Mike is the co-chair of the Sierra Club in Comox Valley and discussed the concept of Earth Jurisprudence, a political-legal philosophy that emphasizes relationships between humans and the environment and the importance of a healthy earth.

Alaya Boisvert, community service coordinator for the Faculty of Applied Science, helped to design collaborative discussions after Mike’s talk to get students from engineering and political science working together on problems related to the environment, law, and governance.

In addition to catering this event and contributing an honorarium, UBC Mix matched Royann and Kate together to offer this innovative learning opportunity for their students. Both felt that their students benefited from the interdisciplinary dynamics Mike’s visit afforded.

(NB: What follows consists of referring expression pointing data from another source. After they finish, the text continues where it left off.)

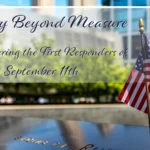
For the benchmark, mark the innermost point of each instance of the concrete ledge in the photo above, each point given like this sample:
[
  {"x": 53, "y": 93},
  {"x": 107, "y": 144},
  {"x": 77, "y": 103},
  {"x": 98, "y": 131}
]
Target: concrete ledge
[{"x": 118, "y": 114}]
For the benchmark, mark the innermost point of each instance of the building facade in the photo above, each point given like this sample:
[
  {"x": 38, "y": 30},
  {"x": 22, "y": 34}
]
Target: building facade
[{"x": 131, "y": 35}]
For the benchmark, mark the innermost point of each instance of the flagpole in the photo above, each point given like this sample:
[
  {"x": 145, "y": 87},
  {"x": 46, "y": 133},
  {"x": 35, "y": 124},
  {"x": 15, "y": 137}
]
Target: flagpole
[{"x": 143, "y": 43}]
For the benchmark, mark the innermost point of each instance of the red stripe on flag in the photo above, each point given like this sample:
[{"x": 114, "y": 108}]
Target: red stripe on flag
[
  {"x": 142, "y": 102},
  {"x": 138, "y": 94},
  {"x": 126, "y": 85},
  {"x": 132, "y": 88},
  {"x": 146, "y": 110},
  {"x": 146, "y": 65}
]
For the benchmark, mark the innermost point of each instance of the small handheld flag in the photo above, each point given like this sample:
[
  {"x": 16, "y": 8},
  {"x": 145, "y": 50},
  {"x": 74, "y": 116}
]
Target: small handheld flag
[{"x": 137, "y": 88}]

Royann said, “Mike was [also] impressed by what happened. Each table had something different to add to the discussion. He and I are now convinced that Mixes have the potential to bring important issues to the attention of students.”

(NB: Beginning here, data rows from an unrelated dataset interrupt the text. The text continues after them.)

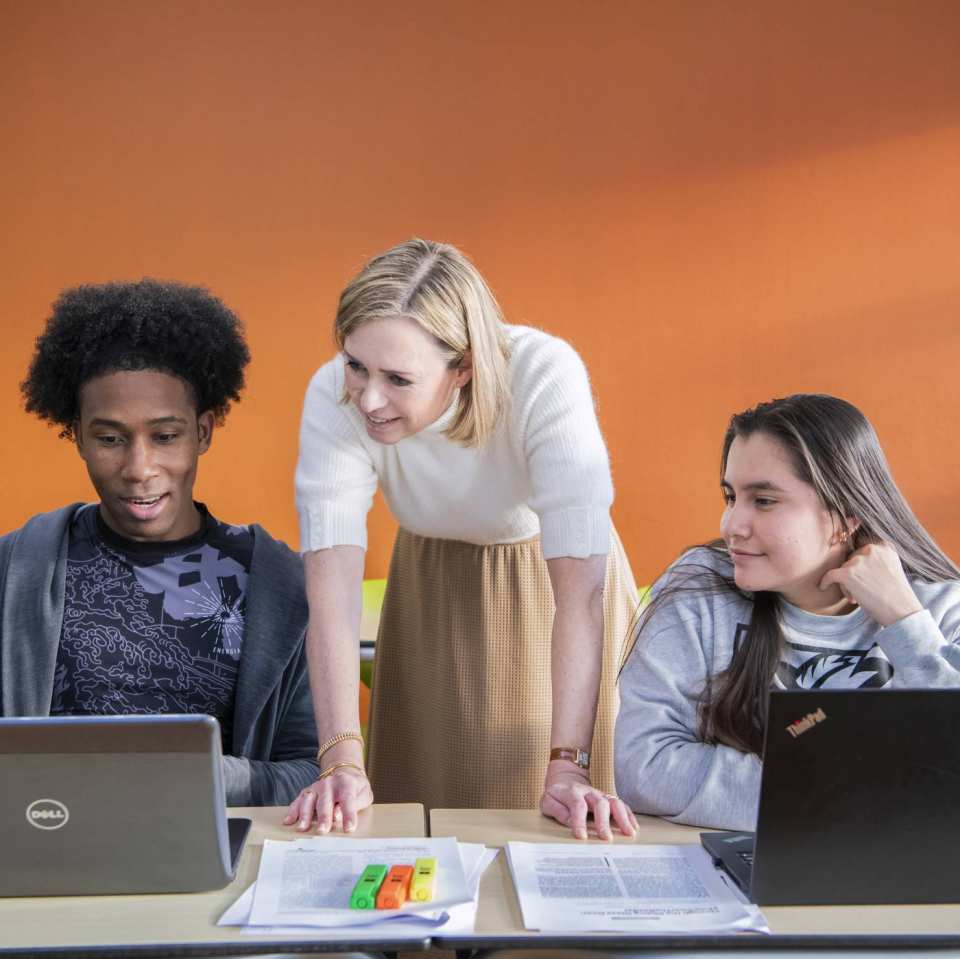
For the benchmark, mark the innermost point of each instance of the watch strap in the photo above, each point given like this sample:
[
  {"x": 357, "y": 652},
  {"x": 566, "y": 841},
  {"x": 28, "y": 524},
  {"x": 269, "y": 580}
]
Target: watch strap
[{"x": 579, "y": 756}]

Kate agreed: “As environmental politics students, they often talk about interdisciplinary work (and many of them are also students of humanities and social sciences), but rarely interact with the applied sciences, so the interaction with the engineering students was valuable.” Kate’s students also expressed appreciation for the chance to hear a practitioner’s perspective: “We have not had the chance to interact with many people in the policy, advocacy, and activism communities directly, so Mike’s perspectives were of great interest to my students.”

On feedback forms, students were enthusiastic about interdisciplinarity and its real-world applications.

“This event is inspirational to my academic learning,” one student said. “It helps thinking outside the box and relating different disciplines together to a real-life project.”

“The interdisciplinary approach is one that fosters reflective insight from critical minds with different backgrounds,” wrote another.

“This was a pretty neat opportunity – I wish I participated in a lot more interdisciplinary work!”